Honestly, I dont know why more people don't change their own brake pads. It's the easiest job in the world, and other than brake dust (of which there was almsot non surprisingly enough), it's nowhere near as messy on most cars as an oil change is. On a BMW they charge you a MINIMUM of $200 jsut to do the fronts, when you can do it yourself for $50, and get better pads in the bargain.

The basic process is pretty simple:

1. Loosen lug nuts (but dont try and remove them, especially on a BMW, which uses wheel studs not nuts)
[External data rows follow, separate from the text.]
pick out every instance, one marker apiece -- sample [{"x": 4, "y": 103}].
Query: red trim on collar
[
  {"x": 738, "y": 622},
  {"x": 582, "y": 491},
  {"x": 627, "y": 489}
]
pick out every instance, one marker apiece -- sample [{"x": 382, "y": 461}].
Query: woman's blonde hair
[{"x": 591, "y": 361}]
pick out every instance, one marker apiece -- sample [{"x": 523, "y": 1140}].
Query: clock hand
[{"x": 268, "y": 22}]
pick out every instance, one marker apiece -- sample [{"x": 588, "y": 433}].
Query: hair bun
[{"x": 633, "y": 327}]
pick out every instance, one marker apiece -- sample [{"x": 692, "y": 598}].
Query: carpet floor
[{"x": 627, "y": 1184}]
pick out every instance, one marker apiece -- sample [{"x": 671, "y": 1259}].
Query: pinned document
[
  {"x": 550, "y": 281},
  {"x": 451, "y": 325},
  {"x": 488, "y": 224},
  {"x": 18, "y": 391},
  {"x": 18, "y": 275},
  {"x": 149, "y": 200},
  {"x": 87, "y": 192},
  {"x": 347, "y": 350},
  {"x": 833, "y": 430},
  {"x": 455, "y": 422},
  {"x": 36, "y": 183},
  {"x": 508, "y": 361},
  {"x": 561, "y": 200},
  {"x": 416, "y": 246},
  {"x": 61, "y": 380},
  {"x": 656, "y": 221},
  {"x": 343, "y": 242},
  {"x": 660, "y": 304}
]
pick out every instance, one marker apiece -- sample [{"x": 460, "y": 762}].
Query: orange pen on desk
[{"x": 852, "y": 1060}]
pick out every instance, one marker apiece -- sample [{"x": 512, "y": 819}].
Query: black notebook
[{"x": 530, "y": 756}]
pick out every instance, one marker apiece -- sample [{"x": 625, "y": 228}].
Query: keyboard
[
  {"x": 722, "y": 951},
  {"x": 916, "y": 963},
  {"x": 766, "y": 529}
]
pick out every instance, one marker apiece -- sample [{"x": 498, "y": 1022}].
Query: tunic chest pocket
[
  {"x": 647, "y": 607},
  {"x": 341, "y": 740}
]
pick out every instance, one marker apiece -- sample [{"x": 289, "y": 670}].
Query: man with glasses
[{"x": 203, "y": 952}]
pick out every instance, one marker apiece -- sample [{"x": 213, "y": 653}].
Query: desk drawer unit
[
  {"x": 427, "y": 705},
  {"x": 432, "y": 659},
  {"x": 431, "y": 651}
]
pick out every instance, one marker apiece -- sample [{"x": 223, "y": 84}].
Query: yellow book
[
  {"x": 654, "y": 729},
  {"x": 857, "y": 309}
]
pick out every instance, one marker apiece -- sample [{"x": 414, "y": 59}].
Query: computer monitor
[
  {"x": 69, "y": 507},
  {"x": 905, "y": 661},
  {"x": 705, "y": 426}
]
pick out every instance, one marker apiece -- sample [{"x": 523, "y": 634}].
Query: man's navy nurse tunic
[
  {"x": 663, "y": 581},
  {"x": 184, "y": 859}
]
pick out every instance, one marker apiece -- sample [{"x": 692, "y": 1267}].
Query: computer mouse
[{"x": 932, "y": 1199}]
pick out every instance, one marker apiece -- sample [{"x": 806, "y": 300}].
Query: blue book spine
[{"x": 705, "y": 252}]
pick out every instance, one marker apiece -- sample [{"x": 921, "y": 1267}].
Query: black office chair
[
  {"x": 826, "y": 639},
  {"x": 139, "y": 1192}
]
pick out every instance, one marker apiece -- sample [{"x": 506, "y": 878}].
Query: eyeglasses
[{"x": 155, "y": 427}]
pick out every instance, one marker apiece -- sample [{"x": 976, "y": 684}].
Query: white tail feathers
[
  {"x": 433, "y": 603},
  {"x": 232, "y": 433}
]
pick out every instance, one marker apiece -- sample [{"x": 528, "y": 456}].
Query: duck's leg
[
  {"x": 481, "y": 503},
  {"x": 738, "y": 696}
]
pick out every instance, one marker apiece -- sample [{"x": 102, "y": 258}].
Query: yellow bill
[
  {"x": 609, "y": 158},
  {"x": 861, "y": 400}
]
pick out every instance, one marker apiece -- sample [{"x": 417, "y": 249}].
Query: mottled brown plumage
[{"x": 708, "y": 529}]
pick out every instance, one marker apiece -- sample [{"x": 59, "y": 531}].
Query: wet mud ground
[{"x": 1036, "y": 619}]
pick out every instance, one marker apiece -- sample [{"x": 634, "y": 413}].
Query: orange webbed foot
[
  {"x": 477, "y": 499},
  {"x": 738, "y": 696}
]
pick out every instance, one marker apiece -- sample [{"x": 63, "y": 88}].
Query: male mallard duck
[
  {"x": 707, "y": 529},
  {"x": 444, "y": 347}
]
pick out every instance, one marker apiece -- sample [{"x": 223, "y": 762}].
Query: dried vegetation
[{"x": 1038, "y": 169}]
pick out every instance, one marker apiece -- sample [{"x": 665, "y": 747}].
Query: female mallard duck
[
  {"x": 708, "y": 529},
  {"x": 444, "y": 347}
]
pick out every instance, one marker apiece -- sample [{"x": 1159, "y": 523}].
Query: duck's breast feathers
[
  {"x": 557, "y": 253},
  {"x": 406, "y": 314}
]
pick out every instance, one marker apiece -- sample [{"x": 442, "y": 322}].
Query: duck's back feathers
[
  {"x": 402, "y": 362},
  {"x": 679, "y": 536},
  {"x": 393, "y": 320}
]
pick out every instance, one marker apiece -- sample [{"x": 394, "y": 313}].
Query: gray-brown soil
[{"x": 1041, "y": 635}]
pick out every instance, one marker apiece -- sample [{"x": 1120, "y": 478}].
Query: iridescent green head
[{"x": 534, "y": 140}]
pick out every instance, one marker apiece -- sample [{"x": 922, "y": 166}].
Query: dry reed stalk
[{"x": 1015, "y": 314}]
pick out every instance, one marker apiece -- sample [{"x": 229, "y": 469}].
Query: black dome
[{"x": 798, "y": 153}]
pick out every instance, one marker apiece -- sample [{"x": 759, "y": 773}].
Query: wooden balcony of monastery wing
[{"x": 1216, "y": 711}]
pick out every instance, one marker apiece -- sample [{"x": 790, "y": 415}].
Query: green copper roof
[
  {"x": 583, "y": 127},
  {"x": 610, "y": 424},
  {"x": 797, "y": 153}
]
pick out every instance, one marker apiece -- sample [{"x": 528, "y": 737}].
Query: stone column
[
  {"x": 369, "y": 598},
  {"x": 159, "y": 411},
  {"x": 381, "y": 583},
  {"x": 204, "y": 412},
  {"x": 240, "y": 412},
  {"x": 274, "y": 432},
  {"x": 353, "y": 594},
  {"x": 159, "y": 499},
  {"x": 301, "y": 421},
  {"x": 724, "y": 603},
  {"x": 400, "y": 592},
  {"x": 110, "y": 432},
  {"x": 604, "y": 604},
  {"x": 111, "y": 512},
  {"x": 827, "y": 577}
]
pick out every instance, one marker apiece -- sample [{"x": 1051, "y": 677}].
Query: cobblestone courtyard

2. Chock the wheels and raise the car. I use a bottle jack that I keep in my trunk organizer rather than a scissor or lift jack. It takes up a hell of a lot less space than a scissors jack (about the same as a 1 liter soda bottle), and is still very safe and effective.

3. Finish removing the lug nuts, and remove the tire, placing it behind the rear wheel (as an extra chock).

4. Spray with brake cleaner and wipe down if necessary (you may want to wear gloves for this bit)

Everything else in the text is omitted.